Gerade ältere Menschen, die sonst alleine wären können in dörflichen Strukturen sozialen Austausch finden. Ute Schaal (60) aus Kallenberg bei Althütte, einem 100 Einwohner zählendem Ort, kennt und schätzt das alltägliche Grüßen und Schwätzchen halten. „In einem Dorf ist das halt möglich“, sagt sie. Eine über 90-jährige Nachbarin von ihr sitze zum Beispiel jeden Tag vor ihrem Haus. „Die möchte den Kontakt“, erzählt Schaal. „Und die Kinder freuen sich, sie zu Grüßen.“

Einen großen Vorteil sehen die befragten Dorfbewohner alle in der sozialen Stütze, die man in einer kleinen Nachbarschaft erhalten kann. So können die beiden Mütter Martina Maier und Petra Massa jeweils berichten, dass es kein Problem sei, die Kinder einmal bei den Nachbarn unterzubringen oder gemeinsam auf die Kinder aufzupassen. „Meine Nachbarin und ich waren früher immer gemeinsam mit den Kindern draußen unterwegs“, erzählt Maier.

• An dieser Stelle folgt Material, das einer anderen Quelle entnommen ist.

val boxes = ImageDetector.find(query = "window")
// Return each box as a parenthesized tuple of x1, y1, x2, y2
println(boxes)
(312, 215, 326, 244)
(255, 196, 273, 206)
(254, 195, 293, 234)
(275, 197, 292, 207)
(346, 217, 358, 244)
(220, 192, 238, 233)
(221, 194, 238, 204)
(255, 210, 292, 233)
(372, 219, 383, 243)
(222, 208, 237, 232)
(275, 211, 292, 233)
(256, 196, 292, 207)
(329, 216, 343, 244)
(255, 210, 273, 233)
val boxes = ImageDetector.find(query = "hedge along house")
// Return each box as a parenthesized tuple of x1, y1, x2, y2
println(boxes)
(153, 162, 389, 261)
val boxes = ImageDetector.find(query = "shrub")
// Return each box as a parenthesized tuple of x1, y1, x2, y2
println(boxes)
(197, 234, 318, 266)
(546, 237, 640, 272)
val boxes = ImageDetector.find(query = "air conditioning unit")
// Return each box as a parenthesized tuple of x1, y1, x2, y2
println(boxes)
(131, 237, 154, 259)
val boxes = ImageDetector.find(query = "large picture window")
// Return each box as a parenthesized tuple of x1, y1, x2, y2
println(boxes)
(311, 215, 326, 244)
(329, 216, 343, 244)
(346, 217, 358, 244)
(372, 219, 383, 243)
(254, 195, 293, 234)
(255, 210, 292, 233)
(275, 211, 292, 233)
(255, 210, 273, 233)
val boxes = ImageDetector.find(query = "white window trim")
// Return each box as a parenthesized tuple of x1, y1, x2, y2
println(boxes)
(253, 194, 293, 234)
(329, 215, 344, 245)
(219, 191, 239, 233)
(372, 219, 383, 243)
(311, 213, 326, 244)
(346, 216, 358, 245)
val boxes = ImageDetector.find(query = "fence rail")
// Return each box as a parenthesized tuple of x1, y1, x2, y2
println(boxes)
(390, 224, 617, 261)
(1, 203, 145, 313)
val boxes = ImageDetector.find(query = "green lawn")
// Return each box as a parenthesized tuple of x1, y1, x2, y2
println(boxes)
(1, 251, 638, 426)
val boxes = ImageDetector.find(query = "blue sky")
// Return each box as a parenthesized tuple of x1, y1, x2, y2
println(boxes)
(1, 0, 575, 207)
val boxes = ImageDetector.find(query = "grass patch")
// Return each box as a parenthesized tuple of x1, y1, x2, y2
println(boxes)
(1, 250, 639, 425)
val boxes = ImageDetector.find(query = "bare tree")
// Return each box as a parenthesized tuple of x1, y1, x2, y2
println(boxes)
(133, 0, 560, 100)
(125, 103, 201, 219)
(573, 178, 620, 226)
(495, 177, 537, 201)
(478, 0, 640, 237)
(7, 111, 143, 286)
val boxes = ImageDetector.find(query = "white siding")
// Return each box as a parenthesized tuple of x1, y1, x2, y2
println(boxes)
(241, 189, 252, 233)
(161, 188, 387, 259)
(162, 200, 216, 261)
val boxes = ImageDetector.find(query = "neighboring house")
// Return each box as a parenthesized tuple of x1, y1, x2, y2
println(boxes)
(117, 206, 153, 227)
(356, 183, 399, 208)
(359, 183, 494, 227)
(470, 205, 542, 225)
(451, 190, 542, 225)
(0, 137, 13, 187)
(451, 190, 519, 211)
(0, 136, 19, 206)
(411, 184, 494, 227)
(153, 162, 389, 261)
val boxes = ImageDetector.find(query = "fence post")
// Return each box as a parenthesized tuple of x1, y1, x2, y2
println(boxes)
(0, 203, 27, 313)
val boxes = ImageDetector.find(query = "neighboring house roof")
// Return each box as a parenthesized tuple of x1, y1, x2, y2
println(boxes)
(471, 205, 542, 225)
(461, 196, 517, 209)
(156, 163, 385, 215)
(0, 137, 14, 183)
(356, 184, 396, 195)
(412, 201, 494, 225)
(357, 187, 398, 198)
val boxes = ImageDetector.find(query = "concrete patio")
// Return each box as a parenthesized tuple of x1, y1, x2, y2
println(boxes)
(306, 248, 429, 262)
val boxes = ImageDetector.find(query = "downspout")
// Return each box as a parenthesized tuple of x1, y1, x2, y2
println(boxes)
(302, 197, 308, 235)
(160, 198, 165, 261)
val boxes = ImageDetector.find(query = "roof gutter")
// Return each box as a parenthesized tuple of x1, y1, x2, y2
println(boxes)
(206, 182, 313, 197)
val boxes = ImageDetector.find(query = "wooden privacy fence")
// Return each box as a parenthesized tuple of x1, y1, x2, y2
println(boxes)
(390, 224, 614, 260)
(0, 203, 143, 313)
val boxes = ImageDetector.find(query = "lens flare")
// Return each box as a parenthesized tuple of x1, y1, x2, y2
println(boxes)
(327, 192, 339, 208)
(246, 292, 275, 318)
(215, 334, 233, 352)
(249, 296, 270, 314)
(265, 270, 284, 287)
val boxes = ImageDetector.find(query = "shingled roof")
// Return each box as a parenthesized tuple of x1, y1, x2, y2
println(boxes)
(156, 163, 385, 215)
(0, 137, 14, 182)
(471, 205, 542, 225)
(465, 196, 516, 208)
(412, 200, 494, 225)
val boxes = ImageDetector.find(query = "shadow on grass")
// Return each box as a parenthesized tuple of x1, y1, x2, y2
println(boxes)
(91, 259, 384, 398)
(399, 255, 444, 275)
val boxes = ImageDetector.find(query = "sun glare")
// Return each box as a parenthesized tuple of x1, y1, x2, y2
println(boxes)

Die Nachbarschaft kann also als eine soziale Stütze dienen, zusätzlich zu der Familie und dem Sozialstaat. Unter anderem für ältere Menschen kann die Nachbarschaft auch zur konkreten Alltagshilfe werden, zumal die entsprechende Versorgung auf dem Land oft knapp ist. „Würde unsere ältere Nachbarin keine Familienangehörigen im Ort haben, würden wir uns um sie kümmern“, sagt Petra Massa.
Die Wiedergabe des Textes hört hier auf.